[ofa-general] Re: InfiniBand card (mthca) in Linux

Mon Jul 9 08:28:55 PDT 2007

 > > according to Xen-dev alloc_pages does *not* guarantee contiguous
 > > pages. They say that the pci_alloc_consistent should be used
 > > instead. The question is whether non-Xen kernel *usually* allocates
 > > contiguous pages and so far it has been working and whether it
 > > should be fixed in the mainline of the driver.
 > > 
 > > I do some tests (and also try to figure out how to change
 > > alloc_pages to pci_alloc_consistent) to verify contiguous pages.
 > 
 > You missed an important bit of Keir's response---it's perfectly fine
 > to use alloc_pages provided you then use the dma_map_single API, which
 > for Xen dom0 will take care of bounce-buffering to a
 > machine-contiguous buffer if necessary.

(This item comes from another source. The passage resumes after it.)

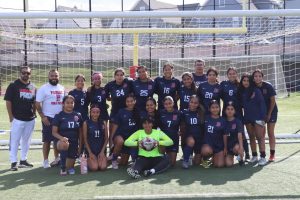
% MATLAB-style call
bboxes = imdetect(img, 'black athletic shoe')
[19,160,33,168]
[144,170,152,177]
[10,162,18,171]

I am not sure if the same
 > holds for a domU kernel.

I guess there was a mail thread that I wasn't copied on (I don't read
any Xen mailing lists).

Anyway, what mthca does is the following.  It wants to give a bunch of
system memory (megabytes) to the hardware for the hardware to use for
its internal context.  The hardware accesses this memory via PCI DMA
of course.  So what mthca does is:

 - Allocate large chunks of system memory using
   alloc_pages(GFP_HIGHUSER, order) with order > 0
 - Built up an array of struct scatterlist where each entry is one of
   the order >0 pages allocated as above
 - Map that scatterlist with pci_map_sg(..., PCI_DMA_BIDIRECTIONAL)
 - Pass the DMA addresses returned from that to the hardware

As far as I can see, what mthca is doing is perfectly fine as far as
the DMA mapping API is concerned.  If Xen is returning non-contiguous
memory from alloc_pages() and then allocating bounce buffers in
pci_map_sg() then that should work (although it will be somewhat
inefficient, since the original memory will never actually be used).
However I would confirm that that is what Xen is really trying to do,
and also that the code is working as intended when the scatterlist has
entries with pages of order >0.

As a side note, mthca could use dma_alloc_coherent() to allocate this
hardware memory, but that would be inefficient on 32-bit systems,
because it would use up kernel address space for memory that will only
be touched by the hardware.  So that's why it allocates pages with
GFP_HIGHUSER instead.

 - R.